Obviously, as we start to develop this out more, we don’t want to have to perform the above commands every time we wish to test what we’ve done works. Let’s install the concurrently node_module as well as nodemon to concurrently run our tsc -w and nodemon dist/server.js commands:

$ yarn add concurrently nodemon

Now, within our package.json we’ll wish to add the following scripts:

{
  "name": "socket-typescript-api",
  "version": "1.0.0",
  "main": "dist/server.js",
  "license": "MIT",
  "scripts": {
    "build": "tsc",
    "watch-ts": "tsc -w",
    "watch-node": "nodemon dist/server.js",
    "watch": "concurrently -k -p \"[{name}]\" -n \"TypeScript, Node\" -c \"yello.bold, cyan.bold\" \"yarn run watch-ts\" \"yarn run watch-node\"",
    "test": "mocha -r ts-node/register src/**/*.spec.ts"
  },
  "dependencies": {
    ...
  },
  "devDependencies": {
    ...
  }
}

Now, we can just run yarn run watch and it will automatically rebuild and rerun our TypeScript based project every time we make a change. This is invaluable as it saves you a lot of time in the long run.
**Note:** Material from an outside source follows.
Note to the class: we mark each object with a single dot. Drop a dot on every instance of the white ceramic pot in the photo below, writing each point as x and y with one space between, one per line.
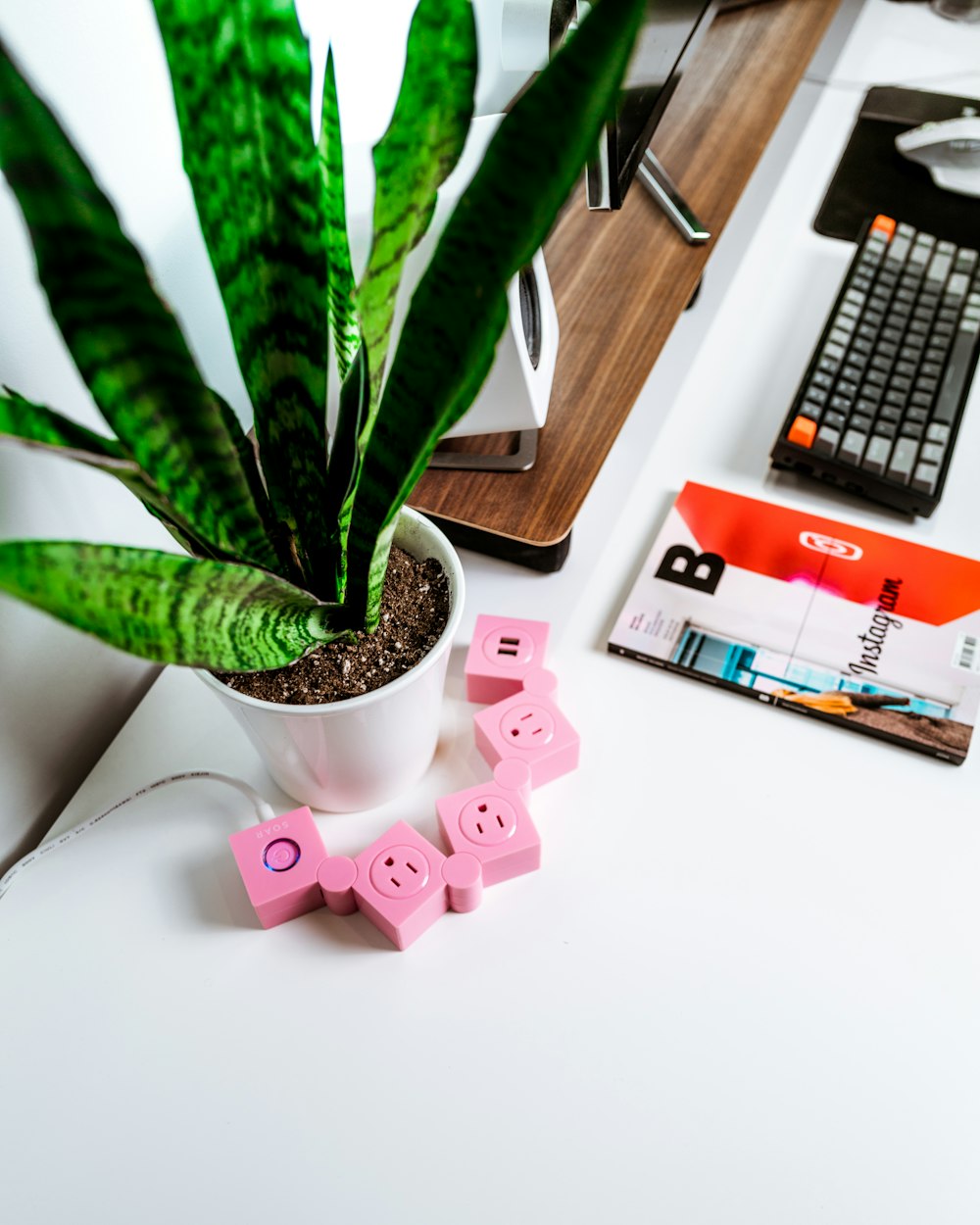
352 755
Implementing our Websocket Endpoint

Now that we have a basic express server, let’s add the code we’ll need for our socket.io based endpoint.

We’ll first have to install socket.io by calling:

$ yarn add socket.io @types/socket.io

Now that we’ve got the necessary dependencies, we can import socket.io as socketio and do the following:

import * as express from "express";
import * as socketio from "socket.io";
import * as path from "path"

const app = express();
app.set("port", process.env.PORT || 3000);

let http = require('http').Server(app);
// set up socket.io and bind it to our
// http server.
let io = require('socket.io')(http);

app.get('/', (req: any, res: any) => {
  res.sendFile(path.resolve('./client/index.html'));
});

// whenever a user connects on port 3000 via
// a websocket, log that a user has connected
io.on('connection', function(socket: any){
  console.log('a user connected');
});

const server = http.listen(3000, function(){
  console.log('listening on *:3000');
});

Now, when we run our yarn run watch command, it should start up our incredibly simple websocket API.

Testing This Works

Under Construction

Conclusion

In this tutorial, we’ve successfully managed to create a socket.io TypeScript server that can be connected to using a frontend in order to display any real-time events you wish.